Shop: Many rescues have signed on with affiliate programs that allow you to click through to your favorite online shops (Amazon, for example) and whatever you buy will earn a percentage of the sale for the rescue.
(Not Your Typical) Donation: Shelters always have a “wish list” of things that they need that might be sitting around your house, unused. Blankets, towels, and sheets, for example, are always a hot items in shelters, and always in short supply. Operation Blankets of Love collects these items (and others) to distribute to needy shelters. Or, you can collect all of your unused linens and drop them off at the local shelter yourself. Rescues can also use your unused dog food and treat coupons.
Social Media: Facebook and Twitter have becoming a valuable networking hub for pets in need. Does your local shelter have a Facebook page where they post their adoptable animals and events? All you have to do is click “share.” If you do it just once a day, you won’t annoy your friends and you may help to save a life. Some people put up “crossposter” pages where all they do is post adoptable animals. Friend some of these people so that you can share what they’re posting. One Twitter page that helps animals is AdoptAPet – follow them and share their posts.
Prevention: Preventing a dog from entering the shelter system is a blessing. Some people can’t afford to feed their pets, especially at this tough time – that’s where pet food banks come in. They exist all over the country. You can find a few at the Save Our Pets Food Bank’s site or Google “pet food bank” along with your city and see what comes up. Then donate your pet food coupons to them, or buy an extra bag of dog food each time you shop and drop it off there. Or, maybe you can find someone in your area in need and help them directly.

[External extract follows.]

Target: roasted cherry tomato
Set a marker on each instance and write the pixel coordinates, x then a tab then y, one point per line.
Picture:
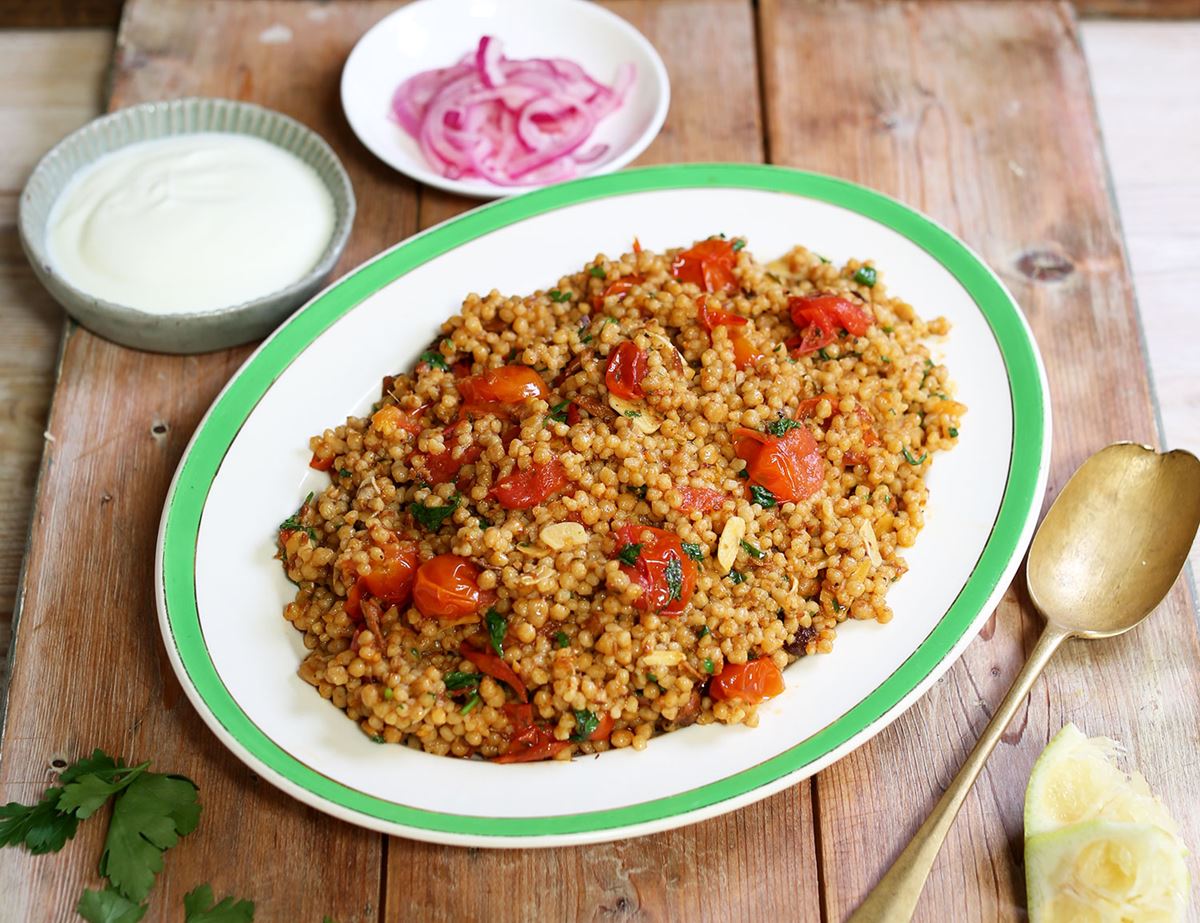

If you have a few extra bucks in your pocket, how about “adopting” someone else’s pet and help pay for their medical needs? What a kind and wonderful thing to do if you can afford it. How about sponsoring a spay/neuter for a needy family, who otherwise might allow their dog to make puppies? Every kind soul should have the right to know the love of a dog, but sometimes it’s hard to make ends meet. Helping a family keep a dog makes a huge impact for both the family and the dog, who now will not have to die in a shelter.